Obrócił się w jego stronę z opartymi na biodrach rękami, już szykując sobie pretensjonalne uwagi. Osamu stał w niewielkiej wolnej przestrzeni między drzwiami a pudłami. Był wyprostowany niczym żołnierz, który tylko czekał, aż dowódca koło niego przejdzie, by mógł wreszcie spokojnie odetchnąć, co wprawiło Chuuyę w niezrozumienie, tak samo jak to, że jego twarz była przeraźliwie blada, jakby się czegoś potężnie wystraszył, ale jej wyraz kompletnie nijaki.
– Co jest? – zapytał cicho i podszedł do niego. Już miał zadać kolejne pytanie lub chociaż nim potrząsnąć, gdy nagle do jego uszu dotarły nieco przytłumione głosy.

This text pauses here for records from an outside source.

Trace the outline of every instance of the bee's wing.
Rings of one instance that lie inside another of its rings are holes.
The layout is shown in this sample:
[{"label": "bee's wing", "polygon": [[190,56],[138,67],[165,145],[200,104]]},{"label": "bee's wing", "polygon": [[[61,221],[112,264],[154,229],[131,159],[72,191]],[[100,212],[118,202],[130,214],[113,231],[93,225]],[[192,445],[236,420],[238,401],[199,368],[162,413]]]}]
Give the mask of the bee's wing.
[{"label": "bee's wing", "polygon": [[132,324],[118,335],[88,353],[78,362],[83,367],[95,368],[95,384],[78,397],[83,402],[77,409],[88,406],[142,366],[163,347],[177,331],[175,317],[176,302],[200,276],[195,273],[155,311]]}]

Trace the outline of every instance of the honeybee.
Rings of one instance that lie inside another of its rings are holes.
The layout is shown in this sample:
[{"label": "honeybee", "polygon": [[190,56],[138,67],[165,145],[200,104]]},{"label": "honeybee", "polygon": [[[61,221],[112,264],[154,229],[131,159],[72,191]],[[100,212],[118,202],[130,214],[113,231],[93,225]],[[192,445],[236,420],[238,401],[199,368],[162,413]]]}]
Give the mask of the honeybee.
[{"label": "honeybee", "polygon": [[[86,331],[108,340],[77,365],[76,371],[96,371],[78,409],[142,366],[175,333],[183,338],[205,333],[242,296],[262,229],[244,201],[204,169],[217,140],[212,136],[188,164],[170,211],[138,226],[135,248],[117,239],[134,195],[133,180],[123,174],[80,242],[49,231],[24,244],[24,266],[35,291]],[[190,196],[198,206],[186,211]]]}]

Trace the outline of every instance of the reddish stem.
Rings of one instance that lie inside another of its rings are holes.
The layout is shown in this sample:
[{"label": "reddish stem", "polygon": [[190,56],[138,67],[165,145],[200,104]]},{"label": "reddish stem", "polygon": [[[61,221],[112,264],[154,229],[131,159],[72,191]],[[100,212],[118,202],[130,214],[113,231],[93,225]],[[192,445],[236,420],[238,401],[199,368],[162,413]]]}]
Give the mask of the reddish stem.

Mężczyzna zmarszczył brwi, gdy uświadomił sobie, że prawdopodobnie to właśnie im przysłuchuje się jego ukochany. Sam ledwo co mógł wyłapać, ale doszedł do wniosku, że Dazai jako Żniwiarz miał o wiele lepszy słuch niż przeciętny człowiek, toteż po prostu podszedł do drzwi i nadstawił uszu.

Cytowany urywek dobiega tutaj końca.